Advancing the school education in Putonghua is very important as Hong Kong's youths would be at a disadvantage if they could not speak Putonghua, the common language used nationwide in China, and if some conditions can be met, local schools in Hong Kong should offer education in Putonghua, Christine Choi Yuk-lin, secretary for education of the Hong Kong Special Administrative Region, told the Global Times in an earlier interview.

Some experts believed that the investigation launched by the Hong Kong police's national security department into Chan is based on substantial evidence. 

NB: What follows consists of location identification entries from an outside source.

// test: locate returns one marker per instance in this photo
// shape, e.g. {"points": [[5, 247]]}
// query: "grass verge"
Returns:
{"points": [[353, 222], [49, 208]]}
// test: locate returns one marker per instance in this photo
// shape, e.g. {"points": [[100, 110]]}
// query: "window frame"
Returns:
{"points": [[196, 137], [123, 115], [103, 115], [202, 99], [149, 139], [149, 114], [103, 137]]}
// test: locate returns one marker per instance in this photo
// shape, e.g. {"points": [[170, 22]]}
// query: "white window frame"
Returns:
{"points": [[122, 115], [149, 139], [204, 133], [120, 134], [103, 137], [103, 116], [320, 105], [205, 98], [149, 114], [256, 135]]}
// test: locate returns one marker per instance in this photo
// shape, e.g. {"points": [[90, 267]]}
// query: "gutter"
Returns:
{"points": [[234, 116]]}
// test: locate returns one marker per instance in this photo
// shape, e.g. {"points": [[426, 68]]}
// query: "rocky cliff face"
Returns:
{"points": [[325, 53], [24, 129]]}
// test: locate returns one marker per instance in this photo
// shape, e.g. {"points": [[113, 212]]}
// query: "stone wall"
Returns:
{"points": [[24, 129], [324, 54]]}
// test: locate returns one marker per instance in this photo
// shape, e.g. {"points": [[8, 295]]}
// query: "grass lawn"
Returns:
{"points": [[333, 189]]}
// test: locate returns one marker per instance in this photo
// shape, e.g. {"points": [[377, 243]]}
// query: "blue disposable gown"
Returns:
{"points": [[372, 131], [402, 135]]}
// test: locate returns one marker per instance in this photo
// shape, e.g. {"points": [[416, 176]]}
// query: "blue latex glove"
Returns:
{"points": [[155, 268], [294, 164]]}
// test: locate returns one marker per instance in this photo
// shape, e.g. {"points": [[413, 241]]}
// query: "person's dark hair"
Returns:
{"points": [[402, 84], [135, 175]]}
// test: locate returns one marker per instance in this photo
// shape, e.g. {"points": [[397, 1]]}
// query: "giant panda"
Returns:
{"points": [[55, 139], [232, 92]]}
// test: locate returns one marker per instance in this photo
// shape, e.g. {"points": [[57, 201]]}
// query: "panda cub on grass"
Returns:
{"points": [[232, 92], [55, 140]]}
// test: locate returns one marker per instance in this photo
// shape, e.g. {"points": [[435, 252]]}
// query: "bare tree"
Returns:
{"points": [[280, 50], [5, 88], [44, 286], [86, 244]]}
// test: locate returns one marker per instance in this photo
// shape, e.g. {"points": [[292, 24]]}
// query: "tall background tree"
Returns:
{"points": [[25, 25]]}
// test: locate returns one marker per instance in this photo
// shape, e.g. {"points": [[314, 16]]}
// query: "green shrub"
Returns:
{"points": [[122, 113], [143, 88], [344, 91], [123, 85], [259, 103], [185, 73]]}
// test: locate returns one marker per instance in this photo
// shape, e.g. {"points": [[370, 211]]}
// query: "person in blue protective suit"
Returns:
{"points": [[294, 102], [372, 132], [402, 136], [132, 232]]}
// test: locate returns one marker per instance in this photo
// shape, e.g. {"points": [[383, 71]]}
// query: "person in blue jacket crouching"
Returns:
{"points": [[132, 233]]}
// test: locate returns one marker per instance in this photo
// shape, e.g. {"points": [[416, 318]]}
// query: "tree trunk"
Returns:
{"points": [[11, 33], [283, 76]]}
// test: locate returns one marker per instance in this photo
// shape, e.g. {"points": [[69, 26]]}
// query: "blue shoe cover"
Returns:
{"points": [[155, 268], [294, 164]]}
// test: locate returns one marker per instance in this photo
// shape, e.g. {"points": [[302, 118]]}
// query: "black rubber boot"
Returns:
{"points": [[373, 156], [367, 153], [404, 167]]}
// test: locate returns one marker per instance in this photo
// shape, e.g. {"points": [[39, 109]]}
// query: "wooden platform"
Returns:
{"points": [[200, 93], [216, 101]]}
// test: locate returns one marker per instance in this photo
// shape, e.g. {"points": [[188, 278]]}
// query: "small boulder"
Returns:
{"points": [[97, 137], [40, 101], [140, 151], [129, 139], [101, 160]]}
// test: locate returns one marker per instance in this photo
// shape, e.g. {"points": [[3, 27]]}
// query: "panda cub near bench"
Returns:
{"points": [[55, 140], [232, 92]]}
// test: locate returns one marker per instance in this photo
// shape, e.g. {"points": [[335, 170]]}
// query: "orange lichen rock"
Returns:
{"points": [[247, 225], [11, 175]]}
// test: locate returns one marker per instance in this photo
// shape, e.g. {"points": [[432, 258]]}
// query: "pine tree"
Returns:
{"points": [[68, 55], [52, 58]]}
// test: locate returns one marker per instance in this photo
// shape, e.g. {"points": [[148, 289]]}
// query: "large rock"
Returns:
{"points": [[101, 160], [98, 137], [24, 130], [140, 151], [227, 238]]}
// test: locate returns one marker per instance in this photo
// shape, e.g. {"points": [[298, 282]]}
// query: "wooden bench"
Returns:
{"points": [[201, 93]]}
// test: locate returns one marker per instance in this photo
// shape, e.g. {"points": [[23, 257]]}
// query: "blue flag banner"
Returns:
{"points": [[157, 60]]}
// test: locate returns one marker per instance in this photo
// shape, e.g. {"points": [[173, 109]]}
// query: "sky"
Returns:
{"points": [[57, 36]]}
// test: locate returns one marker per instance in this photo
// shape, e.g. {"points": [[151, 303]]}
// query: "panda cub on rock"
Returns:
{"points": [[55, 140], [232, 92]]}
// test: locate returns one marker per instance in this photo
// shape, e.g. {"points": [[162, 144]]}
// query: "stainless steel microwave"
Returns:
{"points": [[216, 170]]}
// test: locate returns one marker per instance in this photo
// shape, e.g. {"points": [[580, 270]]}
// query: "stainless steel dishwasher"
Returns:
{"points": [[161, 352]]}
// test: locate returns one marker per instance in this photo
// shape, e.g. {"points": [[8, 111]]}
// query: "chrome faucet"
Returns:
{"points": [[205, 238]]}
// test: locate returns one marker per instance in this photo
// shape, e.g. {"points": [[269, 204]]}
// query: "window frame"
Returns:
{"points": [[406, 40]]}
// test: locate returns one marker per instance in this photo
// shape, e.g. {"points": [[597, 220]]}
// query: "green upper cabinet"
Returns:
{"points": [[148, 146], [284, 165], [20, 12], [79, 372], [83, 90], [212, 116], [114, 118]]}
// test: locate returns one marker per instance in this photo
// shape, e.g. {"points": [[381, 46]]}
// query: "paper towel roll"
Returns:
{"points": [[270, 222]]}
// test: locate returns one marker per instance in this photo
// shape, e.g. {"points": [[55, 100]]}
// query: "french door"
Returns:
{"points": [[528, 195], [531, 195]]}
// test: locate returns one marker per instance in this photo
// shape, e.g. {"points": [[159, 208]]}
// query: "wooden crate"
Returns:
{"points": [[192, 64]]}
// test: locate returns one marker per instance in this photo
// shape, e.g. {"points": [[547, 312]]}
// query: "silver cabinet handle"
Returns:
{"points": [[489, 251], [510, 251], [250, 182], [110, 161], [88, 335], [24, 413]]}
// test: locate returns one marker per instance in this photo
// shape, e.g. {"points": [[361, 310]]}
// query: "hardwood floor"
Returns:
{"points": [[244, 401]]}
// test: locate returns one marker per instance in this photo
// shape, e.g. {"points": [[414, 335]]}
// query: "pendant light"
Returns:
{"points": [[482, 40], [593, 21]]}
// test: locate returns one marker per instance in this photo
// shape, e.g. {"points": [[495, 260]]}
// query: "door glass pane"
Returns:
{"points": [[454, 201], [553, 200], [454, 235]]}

"Chan's decision to initiate the dissolution process is likely out of concern for implicating his family members," Willy Fu, a law professor and vice-chairman of the Hong Kong Legal Exchange Foundation, told the Global Times on Tuesday. 

Even if Societas Linguistica Hongkongensis is dissolved, law enforcement can still legally hold the founders criminally responsible, and trace and arrest associated criminals, Fu said, who urged Chan to return to Hong Kong and turn himself in. "Otherwise, he will be wanted by the police, bear the stigma of a fugitive, and live in exile, separated from his family in Hong Kong for life."